To keep costs down, SunSetter deck and patio awnings come in standard sizes, so they're not completely customizable. However, they do come in several styles and colors. Most owners say they're happy with them, but note that it takes two to five helpers to finish the installation, depending on the width of the awning.
Although the fabric is waterproof, SunSetter retractable awnings are supposed to be retracted during a rainstorm, since water can pool and create too much weight for the supports. Wind can also damage the awnings -- or rip them off the house. This means that the awnings should be retracted any time there's any chance of rain or a storm. Owners say the frequent retractions make the more expensive motorized option worth considering, especially if the awning is wide. On the other hand, we found quite a few complaints about the motors breaking down and not being promptly replaced.
We found quite a few reports of SunSetter retractable deck and patio awnings breaking down, even during the warranty period -- though some owners report good durability for up to eight years. The five-year warranty isn't as wonderful as it sounds. Owner-written reviews note that the warranty is pro-rated by the month, so that toward the end of the five years, it's not worth much in refund or credit. Replacement parts carry no guarantee at all, and we found quite a few reports of problems with customer service. If a breakage is due to rain or wind, it's not covered at all. One plus is that SunSetter has an excellent rating with the Better Business Bureau (many as-seen-on-TV companies don't).
Since SunSetter offers affiliate deals to bloggers and other websites, many of the online "reviews" of SunSetter patio awnings are really just ads. A purported review at YouTube by "Harry's Smart Deals," for example, just shows the viewer how to sign up to get information at the SunSetter site. We found quite a few owner-written reviews based on actual experience, however, at ConsumerAffairs.com, in discussions at TheStuccoCompany.com and at Viewpoints.com.

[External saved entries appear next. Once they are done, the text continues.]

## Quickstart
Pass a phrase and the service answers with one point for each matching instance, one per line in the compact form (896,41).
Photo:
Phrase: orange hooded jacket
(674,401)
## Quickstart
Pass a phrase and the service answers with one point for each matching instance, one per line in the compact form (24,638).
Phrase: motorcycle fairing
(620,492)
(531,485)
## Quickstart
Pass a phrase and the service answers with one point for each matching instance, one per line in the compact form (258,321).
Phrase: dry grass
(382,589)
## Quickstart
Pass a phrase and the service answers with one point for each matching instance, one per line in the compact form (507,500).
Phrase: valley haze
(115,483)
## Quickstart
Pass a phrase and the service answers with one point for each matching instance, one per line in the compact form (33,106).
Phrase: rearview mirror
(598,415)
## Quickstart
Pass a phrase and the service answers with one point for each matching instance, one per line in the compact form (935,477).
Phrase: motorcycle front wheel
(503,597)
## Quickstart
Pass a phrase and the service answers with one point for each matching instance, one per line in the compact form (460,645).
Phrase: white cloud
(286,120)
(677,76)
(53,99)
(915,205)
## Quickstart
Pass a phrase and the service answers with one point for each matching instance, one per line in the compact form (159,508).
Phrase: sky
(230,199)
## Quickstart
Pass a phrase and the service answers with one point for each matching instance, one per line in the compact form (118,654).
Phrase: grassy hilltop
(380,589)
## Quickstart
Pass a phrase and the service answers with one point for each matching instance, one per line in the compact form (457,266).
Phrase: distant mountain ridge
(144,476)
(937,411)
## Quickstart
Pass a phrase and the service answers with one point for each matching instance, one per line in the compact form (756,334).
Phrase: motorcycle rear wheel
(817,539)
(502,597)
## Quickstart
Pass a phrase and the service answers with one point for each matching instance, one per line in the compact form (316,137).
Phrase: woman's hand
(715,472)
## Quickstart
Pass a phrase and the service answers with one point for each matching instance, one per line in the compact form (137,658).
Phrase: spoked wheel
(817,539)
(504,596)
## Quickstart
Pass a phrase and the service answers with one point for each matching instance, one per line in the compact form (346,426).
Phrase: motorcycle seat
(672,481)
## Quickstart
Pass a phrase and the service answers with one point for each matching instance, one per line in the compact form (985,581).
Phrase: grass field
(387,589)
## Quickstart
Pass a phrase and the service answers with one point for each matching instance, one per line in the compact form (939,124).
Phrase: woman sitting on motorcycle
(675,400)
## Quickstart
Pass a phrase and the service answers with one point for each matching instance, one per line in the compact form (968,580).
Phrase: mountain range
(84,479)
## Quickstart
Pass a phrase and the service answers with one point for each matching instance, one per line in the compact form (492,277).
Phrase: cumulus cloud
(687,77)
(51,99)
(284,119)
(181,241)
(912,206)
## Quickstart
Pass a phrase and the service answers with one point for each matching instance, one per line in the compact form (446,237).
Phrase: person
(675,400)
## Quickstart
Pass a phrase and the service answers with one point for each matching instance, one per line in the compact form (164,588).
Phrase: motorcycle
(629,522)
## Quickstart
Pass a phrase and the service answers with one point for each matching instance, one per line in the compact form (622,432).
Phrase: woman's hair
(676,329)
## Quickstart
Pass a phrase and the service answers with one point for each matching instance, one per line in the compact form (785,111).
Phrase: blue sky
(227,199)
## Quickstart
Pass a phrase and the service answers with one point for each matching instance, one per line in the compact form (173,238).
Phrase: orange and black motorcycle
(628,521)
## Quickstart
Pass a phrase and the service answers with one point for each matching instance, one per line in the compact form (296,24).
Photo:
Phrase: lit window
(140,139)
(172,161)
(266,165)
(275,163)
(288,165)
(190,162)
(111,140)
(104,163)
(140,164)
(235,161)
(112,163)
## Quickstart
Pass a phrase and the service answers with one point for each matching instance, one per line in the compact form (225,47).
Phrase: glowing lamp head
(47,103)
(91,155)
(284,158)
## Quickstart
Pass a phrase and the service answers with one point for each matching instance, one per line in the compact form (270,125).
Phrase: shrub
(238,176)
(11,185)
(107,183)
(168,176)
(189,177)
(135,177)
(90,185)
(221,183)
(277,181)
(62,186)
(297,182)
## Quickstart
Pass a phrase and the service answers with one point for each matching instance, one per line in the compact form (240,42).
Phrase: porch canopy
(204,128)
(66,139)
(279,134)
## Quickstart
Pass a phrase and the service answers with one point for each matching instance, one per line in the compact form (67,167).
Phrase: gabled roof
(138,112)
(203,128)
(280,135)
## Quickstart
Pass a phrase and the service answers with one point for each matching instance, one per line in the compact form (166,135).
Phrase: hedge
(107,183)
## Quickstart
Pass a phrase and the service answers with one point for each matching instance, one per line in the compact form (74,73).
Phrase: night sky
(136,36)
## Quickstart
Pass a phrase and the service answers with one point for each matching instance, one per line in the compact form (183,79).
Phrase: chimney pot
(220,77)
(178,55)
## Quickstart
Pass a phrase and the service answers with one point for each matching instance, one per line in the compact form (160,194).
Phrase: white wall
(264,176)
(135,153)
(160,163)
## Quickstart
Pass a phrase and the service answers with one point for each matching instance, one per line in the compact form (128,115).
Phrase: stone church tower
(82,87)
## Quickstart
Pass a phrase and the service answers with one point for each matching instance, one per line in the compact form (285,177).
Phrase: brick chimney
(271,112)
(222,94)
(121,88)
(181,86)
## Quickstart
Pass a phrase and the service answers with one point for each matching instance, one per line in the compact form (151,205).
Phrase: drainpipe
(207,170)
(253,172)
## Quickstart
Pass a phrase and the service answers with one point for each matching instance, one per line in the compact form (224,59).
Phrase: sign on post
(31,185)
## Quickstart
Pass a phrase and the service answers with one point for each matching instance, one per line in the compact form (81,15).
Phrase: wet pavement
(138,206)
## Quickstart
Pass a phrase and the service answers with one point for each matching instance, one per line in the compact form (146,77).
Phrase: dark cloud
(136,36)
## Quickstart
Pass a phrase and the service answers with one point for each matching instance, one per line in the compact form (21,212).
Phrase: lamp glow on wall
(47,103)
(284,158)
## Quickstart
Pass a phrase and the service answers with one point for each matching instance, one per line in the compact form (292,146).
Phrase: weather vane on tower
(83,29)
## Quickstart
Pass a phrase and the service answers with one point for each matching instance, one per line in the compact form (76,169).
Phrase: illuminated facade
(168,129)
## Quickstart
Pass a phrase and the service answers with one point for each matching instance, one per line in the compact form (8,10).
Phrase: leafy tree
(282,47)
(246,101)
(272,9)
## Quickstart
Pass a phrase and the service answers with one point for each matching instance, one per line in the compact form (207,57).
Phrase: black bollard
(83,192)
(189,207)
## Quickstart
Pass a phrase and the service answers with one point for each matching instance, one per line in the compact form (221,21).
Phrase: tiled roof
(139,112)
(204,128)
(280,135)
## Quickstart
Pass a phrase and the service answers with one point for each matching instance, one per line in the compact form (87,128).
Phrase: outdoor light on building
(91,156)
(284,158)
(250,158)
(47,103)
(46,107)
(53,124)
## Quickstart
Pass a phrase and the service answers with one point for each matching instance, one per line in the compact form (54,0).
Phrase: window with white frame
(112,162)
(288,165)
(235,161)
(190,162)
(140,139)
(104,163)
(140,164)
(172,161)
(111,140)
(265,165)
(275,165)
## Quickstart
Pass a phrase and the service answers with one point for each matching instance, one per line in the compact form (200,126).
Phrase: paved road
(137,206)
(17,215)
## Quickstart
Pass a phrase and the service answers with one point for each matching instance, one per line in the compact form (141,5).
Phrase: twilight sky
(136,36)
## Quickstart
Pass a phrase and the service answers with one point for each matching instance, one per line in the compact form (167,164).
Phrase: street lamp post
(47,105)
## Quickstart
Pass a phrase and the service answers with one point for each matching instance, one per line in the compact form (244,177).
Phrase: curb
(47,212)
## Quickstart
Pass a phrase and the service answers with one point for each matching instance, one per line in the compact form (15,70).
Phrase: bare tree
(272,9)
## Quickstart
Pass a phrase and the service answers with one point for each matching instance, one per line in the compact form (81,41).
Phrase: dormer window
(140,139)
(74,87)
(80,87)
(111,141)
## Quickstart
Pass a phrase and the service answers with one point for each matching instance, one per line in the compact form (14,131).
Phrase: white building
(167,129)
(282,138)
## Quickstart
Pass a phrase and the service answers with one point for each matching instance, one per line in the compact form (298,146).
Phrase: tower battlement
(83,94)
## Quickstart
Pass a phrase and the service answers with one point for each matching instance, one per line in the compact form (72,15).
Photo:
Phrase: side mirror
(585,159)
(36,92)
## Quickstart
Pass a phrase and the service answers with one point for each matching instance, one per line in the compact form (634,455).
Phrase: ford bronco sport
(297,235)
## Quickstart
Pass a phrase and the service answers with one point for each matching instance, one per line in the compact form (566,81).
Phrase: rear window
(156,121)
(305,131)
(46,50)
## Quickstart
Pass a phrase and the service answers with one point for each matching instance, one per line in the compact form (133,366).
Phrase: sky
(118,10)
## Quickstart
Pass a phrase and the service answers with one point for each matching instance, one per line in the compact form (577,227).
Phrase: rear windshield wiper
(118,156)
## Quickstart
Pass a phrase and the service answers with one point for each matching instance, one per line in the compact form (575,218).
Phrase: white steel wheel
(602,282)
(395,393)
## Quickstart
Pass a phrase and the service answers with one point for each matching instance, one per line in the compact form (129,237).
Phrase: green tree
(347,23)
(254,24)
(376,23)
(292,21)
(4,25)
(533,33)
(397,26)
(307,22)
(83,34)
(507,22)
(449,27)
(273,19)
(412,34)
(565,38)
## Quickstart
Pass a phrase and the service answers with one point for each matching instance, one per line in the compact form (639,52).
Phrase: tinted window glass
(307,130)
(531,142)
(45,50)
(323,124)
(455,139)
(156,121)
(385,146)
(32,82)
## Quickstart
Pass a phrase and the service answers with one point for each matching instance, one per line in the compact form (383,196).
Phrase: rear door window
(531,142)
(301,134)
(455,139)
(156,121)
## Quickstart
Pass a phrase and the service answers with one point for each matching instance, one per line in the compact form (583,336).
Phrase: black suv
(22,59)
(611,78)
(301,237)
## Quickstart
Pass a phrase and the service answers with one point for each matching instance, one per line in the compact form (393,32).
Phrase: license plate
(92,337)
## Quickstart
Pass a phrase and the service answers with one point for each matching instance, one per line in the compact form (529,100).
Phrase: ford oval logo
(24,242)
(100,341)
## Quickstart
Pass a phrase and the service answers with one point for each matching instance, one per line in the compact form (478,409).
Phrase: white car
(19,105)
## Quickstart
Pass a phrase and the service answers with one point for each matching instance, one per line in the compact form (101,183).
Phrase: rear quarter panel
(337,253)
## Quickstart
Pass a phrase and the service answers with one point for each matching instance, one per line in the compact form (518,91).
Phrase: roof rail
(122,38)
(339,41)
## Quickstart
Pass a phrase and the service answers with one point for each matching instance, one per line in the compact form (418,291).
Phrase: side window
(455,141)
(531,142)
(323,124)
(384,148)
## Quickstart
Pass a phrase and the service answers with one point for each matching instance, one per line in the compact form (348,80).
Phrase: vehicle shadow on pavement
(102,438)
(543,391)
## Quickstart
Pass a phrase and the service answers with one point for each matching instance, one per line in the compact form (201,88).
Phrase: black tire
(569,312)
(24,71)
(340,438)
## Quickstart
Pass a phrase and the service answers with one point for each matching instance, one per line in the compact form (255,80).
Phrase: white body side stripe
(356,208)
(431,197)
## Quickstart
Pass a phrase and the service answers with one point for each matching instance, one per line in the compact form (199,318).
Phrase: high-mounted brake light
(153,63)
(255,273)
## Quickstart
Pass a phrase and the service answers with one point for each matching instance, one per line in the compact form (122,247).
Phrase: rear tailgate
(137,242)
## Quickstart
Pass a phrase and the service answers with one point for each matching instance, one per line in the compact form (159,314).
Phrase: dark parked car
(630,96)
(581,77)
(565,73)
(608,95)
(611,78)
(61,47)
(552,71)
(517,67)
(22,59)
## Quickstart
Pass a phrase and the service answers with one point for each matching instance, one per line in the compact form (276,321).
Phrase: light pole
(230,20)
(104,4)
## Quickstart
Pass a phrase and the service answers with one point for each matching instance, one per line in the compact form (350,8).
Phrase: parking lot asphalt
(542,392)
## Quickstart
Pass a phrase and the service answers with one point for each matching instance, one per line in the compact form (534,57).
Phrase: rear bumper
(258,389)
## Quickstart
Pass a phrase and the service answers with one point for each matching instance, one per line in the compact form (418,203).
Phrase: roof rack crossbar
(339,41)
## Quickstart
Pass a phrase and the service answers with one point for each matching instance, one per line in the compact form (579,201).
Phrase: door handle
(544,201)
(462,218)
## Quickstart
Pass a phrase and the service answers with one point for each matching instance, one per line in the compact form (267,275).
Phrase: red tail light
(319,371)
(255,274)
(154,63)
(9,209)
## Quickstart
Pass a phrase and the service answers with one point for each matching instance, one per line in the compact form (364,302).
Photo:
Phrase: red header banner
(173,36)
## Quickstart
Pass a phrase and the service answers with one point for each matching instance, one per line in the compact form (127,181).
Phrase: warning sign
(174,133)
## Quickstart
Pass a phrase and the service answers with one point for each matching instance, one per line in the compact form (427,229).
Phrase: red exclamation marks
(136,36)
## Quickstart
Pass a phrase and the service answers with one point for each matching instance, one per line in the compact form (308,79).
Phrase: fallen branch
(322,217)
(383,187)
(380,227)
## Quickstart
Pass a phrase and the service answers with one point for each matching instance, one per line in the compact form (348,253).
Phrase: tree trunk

Good Housekeeping verifies that SunSetter retractable awnings are covered by their seal -- which provides a separate two-year guarantee. A Reader's Digest buyer's guide to patio shades, republished from Family Handyman magazine, recommends SunSetter awnings but notes some drawbacks and suggests alternatives. News articles in The New York Times and in The Boston Business Journal also help position SunSetter retractable awnings within the whole array of options.